A perfectionist will want to excel at any task they attempt, but to succeed, they will have to cognitively inhibit or disable their own perfectionism: being non-perfectionistic is the only way to approach perfection. Thus, perfectionism implodes.
“Stopping criterion” is already the standard terminology for how your machine learning algorithm decides when to stop.
Thanks for clarifying.
By coincidence, just after writing this, I read an article (“Why are modern scientists so dull?”) claiming that creativity and psychoticism are strongly positively correlated. The explanation offered was different: that psychoticism (by which they seem to mean being a sociopath, not being mentally unstable) enables one to be more independent.
Link?
In this context, Psychoticism is probably the trait from Eysenck’s 3 factor model of personality.
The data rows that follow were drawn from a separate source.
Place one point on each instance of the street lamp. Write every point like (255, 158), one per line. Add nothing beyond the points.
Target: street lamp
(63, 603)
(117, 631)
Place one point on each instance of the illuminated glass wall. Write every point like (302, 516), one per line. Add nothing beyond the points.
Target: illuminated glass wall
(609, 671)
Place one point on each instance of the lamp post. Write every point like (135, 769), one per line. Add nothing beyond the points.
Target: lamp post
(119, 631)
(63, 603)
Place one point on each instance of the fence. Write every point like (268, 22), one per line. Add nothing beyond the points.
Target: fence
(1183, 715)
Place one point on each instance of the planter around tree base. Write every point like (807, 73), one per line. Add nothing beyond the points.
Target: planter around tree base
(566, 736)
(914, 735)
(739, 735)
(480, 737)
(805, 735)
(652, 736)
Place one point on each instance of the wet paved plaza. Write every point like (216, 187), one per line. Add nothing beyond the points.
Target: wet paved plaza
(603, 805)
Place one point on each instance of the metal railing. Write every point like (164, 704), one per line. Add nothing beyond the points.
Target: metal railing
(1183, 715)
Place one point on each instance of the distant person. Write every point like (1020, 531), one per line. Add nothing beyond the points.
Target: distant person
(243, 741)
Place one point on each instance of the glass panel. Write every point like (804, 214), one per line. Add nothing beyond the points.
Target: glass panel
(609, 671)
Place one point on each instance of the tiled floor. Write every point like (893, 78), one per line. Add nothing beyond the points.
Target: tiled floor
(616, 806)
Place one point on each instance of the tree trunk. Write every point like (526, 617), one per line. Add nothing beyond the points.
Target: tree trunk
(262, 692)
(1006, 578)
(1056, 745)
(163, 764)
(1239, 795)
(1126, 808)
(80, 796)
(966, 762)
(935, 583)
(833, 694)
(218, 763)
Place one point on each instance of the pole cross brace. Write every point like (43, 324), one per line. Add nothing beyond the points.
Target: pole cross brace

Psychoticism corresponds to a combination of Agreeableness and Conscientiousness from the Big Five.
Here’s a web test for Eysenck’s personality inventory. My results:
Extroversion (sociability) |||||||||||||| 60%
Neuroticism (emotionality) |||||||||| 36%
Psychoticism (rebelliousness) |||||||||||| 45%
Google.
If you have the link right in front of you or if it’s easy to find, it’s better to save your audience’s time by providing it right away.
PCA as used in psychology basically tells you that you’re asking the same question in a subtly different way, it has nothing to do with this being important. If you include many variants of the same question in your test, you will get exactly what you wanted in results of PCA.
True. It relies on your asking a “random sample” of questions.
And if we use lack of correlation between questions as indicator of their randomness, PCA won’t give us any factors at all for truly random ones.
That’s one of the reasons I don’t have any faith in the Big Five Personality Traits.